Najbliższe wybory do Bundestagu mają się odbyć 28 września 2025 r. Jednak na rok przed wyborami obecny rząd jest w gorszej sytuacji niż kiedykolwiek wcześniej. Tylko co szósty obywatel (16%) jest obecnie bardzo zadowolony lub zadowolony z pracy koalicji rządzącej, 84% jest niezadowolonych.
Ponad jedna trzecia ankietowanych (37%) jest obecnie mniej zadowolona z rządu federalnego, prawie co druga (47%) jest niezadowolona.
Czołowi politycy też wypadają gorzej
Wskaźniki zadowolenia czołowych polityków również są słabe. Z pracy ministra gospodarki Roberta Habecka co czwarty (27%) jest bardzo zadowolony lub zadowolony. Minister finansów Christian Lindner osiągnął wskaźnik zadowolenia na poziomie 20 procent. Kanclerz Olaf Scholz spadł do poziomu 18 procent. Dla porównania najgorszy wynik Gerharda Schrödera podczas swojej siedmioletniej kadencji wynosił 24 procent, a Angeli Merkel podczas swojej 16-letniej kadencji – 40 procent.
CDU/CSU wyraźnie najsilniejszą siłą
Gdyby wybory federalne odbyły się w niedzielę, SPD osiągnęłaby 15 procent poparcia. CDU/CSU poprawiłaby się nieznacznie do 33 procent, co uczyniłoby ją wyraźnie najsilniejszą siłą polityczną – to jej najwyższy wynik od marca 2021 r. Zieloni straciliby jeden punkt procentowy (11%). Jest to ich najsłabszy wynik w sondażu od kwietnia 2018 r. FDP (Freie Demokratische Partei – Wolna Partia Demokratyczna) znalazłaby się poniżej progu wyborczego na poziomie 4 procent. AfD poprawiła się o jeden punkt i obecnie otrzymałaby 17 procent. Lewica ma obecnie 3 procent, a sojusz Sahra Wagenknecht 8 procent poparcia.
Co drugi respondent (50%) uważa obecnie, że rząd federalny kierowany przez CDU/CSU działałby równie dobrze lub równie źle, jak obecny rząd federalny składający się z SPD, Zielonych i FDP. Jedna czwarta (25 proc.) uważa, że byłby on w stanie lepiej rozwiązać zadania i problemy stojące przed Niemcami. Jeden na sześciu (17 procent) uważa, że rząd federalny pod przewodnictwem CDU/CSU wykonałby gorszą pracę niż obecny rząd.
77 procent chce innej polityki azylowej i uchodźczej
Trzech na czterech Niemców (77 procent) jest obecnie zdania, że potrzebna jest zasadniczo inna polityka azylowa i uchodźcza, aby mniej ludzi przyjeżdżało do Niemiec. 18 procent uważa, że taka zmiana w polityce azylowej i uchodźczej jest niepotrzebna.

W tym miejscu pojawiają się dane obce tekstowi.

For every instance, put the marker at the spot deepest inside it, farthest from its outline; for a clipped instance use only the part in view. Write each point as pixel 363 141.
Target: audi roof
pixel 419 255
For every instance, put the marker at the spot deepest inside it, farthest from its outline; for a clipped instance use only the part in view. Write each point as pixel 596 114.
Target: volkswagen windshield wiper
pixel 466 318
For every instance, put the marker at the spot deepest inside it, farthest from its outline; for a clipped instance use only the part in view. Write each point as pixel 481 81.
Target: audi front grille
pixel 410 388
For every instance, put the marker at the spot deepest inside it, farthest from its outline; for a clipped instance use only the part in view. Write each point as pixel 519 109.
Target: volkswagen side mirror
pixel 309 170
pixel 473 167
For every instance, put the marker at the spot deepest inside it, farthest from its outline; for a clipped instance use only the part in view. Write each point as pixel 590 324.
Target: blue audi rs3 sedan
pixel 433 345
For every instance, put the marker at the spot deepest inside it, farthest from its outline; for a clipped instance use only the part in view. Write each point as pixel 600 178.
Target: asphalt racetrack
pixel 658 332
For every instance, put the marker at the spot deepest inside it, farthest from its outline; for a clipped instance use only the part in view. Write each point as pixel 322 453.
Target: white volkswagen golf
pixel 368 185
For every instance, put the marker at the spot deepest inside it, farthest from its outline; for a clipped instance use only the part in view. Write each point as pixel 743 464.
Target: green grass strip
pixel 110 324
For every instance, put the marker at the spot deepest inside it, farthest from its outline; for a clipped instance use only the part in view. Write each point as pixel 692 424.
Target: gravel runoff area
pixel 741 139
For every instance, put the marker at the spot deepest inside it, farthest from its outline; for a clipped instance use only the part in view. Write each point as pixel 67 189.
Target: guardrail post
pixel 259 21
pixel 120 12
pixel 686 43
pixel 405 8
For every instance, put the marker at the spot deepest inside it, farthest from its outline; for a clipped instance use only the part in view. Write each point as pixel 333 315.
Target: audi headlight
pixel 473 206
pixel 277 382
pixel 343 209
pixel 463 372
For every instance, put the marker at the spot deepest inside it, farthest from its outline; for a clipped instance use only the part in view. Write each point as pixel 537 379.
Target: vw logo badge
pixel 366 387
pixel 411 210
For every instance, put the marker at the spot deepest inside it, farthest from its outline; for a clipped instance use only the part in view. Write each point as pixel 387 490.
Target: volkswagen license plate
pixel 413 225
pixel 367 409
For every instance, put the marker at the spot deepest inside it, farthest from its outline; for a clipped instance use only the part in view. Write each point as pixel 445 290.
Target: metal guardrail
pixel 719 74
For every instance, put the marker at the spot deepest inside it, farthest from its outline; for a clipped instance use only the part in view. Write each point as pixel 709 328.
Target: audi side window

Obecnie jeden na dwóch (48 procent) wymienia imigrację jako jeden z dwóch najważniejszych problemów politycznych, którymi niemieccy politycy muszą się pilnie zająć. Następne w kolejności są gospodarka (20%) i niesprawiedliwość społeczna, ochrona środowiska i klimatu oraz edukacja (po 12%).
Kwestia bezpieczeństwa wewnętrznego również stała się bardziej istotna dla obywateli: Jeden na dziesięciu wyborców (10 proc.) wymienił ją jako jeden z najważniejszych problemów politycznych.